At the beginning of last week, I made a brief trip over to the North of Ireland for another round of leadership meetings for the newly expanded Passionist Province of St Patrick (Ireland and Britain). It was a full day meeting on Monday and, being unable to find suitable flights, I had decided to travel by ferry on Sunday night, then return by ferry on Monday night. I would have liked to stay over, and have a more relaxed journey but, as we were celebrating Confirmations here in St Mungo’s on the Tuesday night, I had thought it would be wiser to get back the night before. I also prefer, when possible, to do my driving in daylight, but that wasn’t to be. The drive to Cairnryan on the Sunday was uneventful. However, as I was enjoying a cup of tea in the terminal building, after checking in for the 19.30 sailing, I noticed an item coming up on the television screen announcing the imminent arrival of Storm Debi, with a prediction of winds up to 90mph. Where did Storm Debi come from? I hadn’t heard of that one before. It seems that every other day there’s a new storm on the horizon. I wondered if my crossing would be affected, as it was already going to be late enough when I would arrive at our Retreat Centre in County Down. It had been less than two weeks since the nearby town of Downpatrick had been under 4 feet of water in a previous storm, causing untold damage to many homes and businesses, so my concerns were real. As it turned out, the ferry left on time, The captain warned of some turbulent waters but assured us that the ships stabilizers would be operative, and that we should just take care if moving around the boat. I found myself a nice seat and stayed there, reading my book, for most of the journey. The ferry arrived in Belfast on time and I was driving up the avenue of Tobar Mhuire (Mary’s Well) at around 10.30pm, which was great. There was a very welcoming log fire burning in the sitting room, so I spent a short time with the brethren, enjoying a nightcap and a chat, before heading to bed, in readiness for the next day’s serious business.
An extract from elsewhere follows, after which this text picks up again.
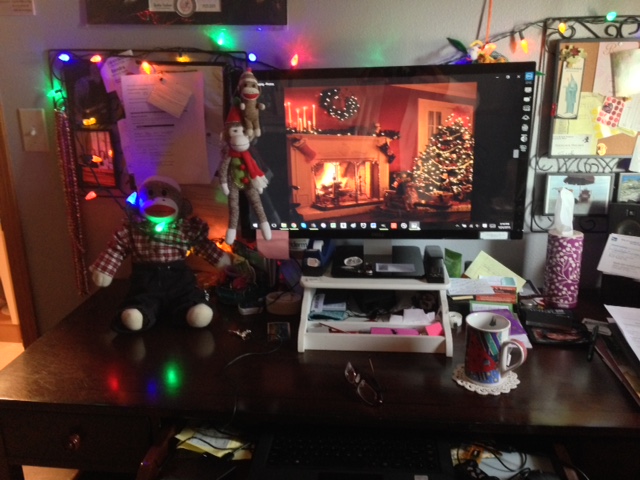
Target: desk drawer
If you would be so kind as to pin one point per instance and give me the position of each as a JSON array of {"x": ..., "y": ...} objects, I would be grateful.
[{"x": 114, "y": 443}]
Our meetings, I imagine, had a similar agenda to the meetings of most religious orders and dioceses at this time. How do we manage our diminishment? What choices need to be made? How do we move forward hopefully and creatively? How do we do this in a Synodal Way, in collaboration with those who share in our charism, both lay and religious? What is the Holy Spirit saying to us? Where is the Holy Spirit leading us? What do we need to do to respond? It was a good day overall. Gradually, the Passionists of Ireland and Scotland, and the Passionists of England and Wales, are coming to know and trust each other more and more, meaning that our conversations are more real and honest, and this was very much reflected in this gathering. At 5.00pm the meeting finished, and I got on the road immediately to Belfast for the 19.30 return ferry. Storm Debi was still lurking, but to no great effect as far as my journey was concerned. On arrival at Cairnryan, I made great progress home, thinking I would make it before midnight, but then, just 3 miles from the Glasgow City Centre, I was dazzled by a multitude of traffic cones and road closures for late night works. I just couldn’t find a route home. I ended up on the south side of the city and came through the Clyde Tunnel, onto the Clydeside Expressway, only to be faced with more traffic cones and road closures. I headed north and somehow ended up on Sauchiehall Street. I couldn’t believe how busy it was in the wee hours of Tuesday morning, which it now as, being after midnight. Eventually, I made it back to Bishopbriggs. I, almost obsessively, have to unpack after every journey before going to bed but, on this occasion, I was far too tired. I just crawled under the sheets and fell fast asleep, seeing storms and traffic cones in my dreams – or was it my nightmares? Tuesday was mostly about getting ready for the Confirmations which, despite the usual chaos in the hour or so leading up to the celebration, went very smoothly, thanks to the calm guidance of Archbishop Nolan, and to the grace and power of the Holy Spirit.
As ever, protect yourself, your loved ones and others, and protect Christ in your lives.